But he pointed to evidence of the extraordinary potential for recovery once urchin densities were reduced.

At a trial site at Merimbula, where 30,000 urchins were removed by a local recreational fishing group, a diverse selection of kelp and seaweed has started to grow back in just 10 months.

With that potential comes the chance to develop a restorative fishery and to right the wrongs of the past.

"The urchin industry is relatively new in Australia, and there's a real opportunity for traditional custodians to be at the centre of this industry, rather than at the margins of it as we've seen with other fisheries in the past," Dr Layton said.

'They called it poaching, we called it survival'

Walbunja elder Newton Carriage holds a black and white photo taken by photographer Ricky Maynard in 1989, documenting the enduring tradition of Aboriginal cultural fishing on the south coast.

In the photo, Newton and his cousin Keith Nye are showing Newton's son Shane how to prepare abalone after a dive.

Both Keith and Shane later served jail terms for harvesting their traditional sea resources.

"They called it poaching, we called it survival," Newton said. "We were surviving in our own country."

Newton's grandson Denzel is now the third generation to face the court system over cultural fishing, and elders hope his generation will be the last.

In recent years, a string of prosecutions of Aboriginal cultural fishers have been withdrawn or dismissed while a Native Title claim is being determined on the south coast, and custodians are focusing on the urgent need to heal sea country.

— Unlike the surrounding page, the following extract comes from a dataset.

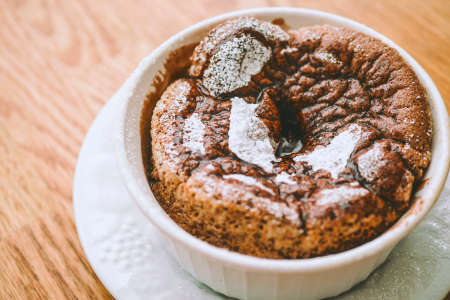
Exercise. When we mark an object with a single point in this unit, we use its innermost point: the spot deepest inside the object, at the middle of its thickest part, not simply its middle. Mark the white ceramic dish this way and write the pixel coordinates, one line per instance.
(248, 277)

Tillmann Boehme from the University of Wollongong has been working with the south coast Aboriginal community for four years to develop a sea country plan and a business model for a sustainable Aboriginal-led sustainable seafood enterprise.

"We have an Aboriginal community that has been dispossessed of their sea country, dispossessed of their resources," Dr Boehme said.

Healing sea country

Walbunja elder Wally Stewart takes the helm of Jamie Newman's boat as John and Denzel enter the water.

"You can see them in the water, they're just natural divers, taught by cultural fishermen," he said.

"And they've never been given that opportunity to be part of an industry like this."

As part of their training, Jamie will teach them to dive with supplied air, to operate their own boat and to select and process export-quality urchins.

Wally Stewart sees an opportunity for the young divers to be seen as role models in their community, and to start healing sea country before it is too late.

"We need the next generation to take that lead for us now," he said.